Question

125 identical drops each charged to the same potential of 50 volts are combined to form a single drop. the potential of new drop will be

Answer 1

Answer:

V1 = 4 pi / 3 * R1^3        assuming spherical drops

V2 = 125 V1 = 4 pi / 3 * R2^3

V2 / V1 = 125 = R2^3 / R1^3

R2 / R1 = 125^1/3 = 5

V1 = k Q1 / R1      electric potential of 1 drop

V2 = k Q2 / R2

V2 / V1 = (Q2 / Q1) * ( R1 / R2) = 125 / 5 = 25

V2 = 25 V1 = 25 * 50 = 1250 V

Answer 2

Answer:

The potential of the new drop will be 1250V.

Explanation:

Let the radius of the single drop be R and that of small identical drops be r. Then,

$\frac{4}{3}\pi\times R^3=125\times\frac{4}{3}\pi\times r^3$

$R=5r$              (1)

And the potential is given as,

$V=\frac{Q}{4\pi\epsilon r}$         (2)

Where,

V=potential

Q=charge on the sphere

r=radius of the sphere

ε=permitivity of the medium

The potential for small drops is given as,

$50=\frac{ Q}{4\pi\epsilon\times r}$             (3)            (V=50v given in question)

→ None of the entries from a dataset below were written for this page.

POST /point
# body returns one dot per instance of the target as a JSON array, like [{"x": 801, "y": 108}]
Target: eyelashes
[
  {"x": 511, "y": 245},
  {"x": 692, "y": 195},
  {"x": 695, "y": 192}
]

Potential on the single drop,

$V_2=\frac{q}{4\pi\epsilon\times R}=\frac{ 125\times Q}{4\pi\epsilon\times 5r}$        (4)           (using equation (1) and also q=125Q)

By using equation (3) in equation (4) we get;

$V_2=\frac{125}{5}\times 50=1250V$

Hence, the potential of the new drop will be 1250V.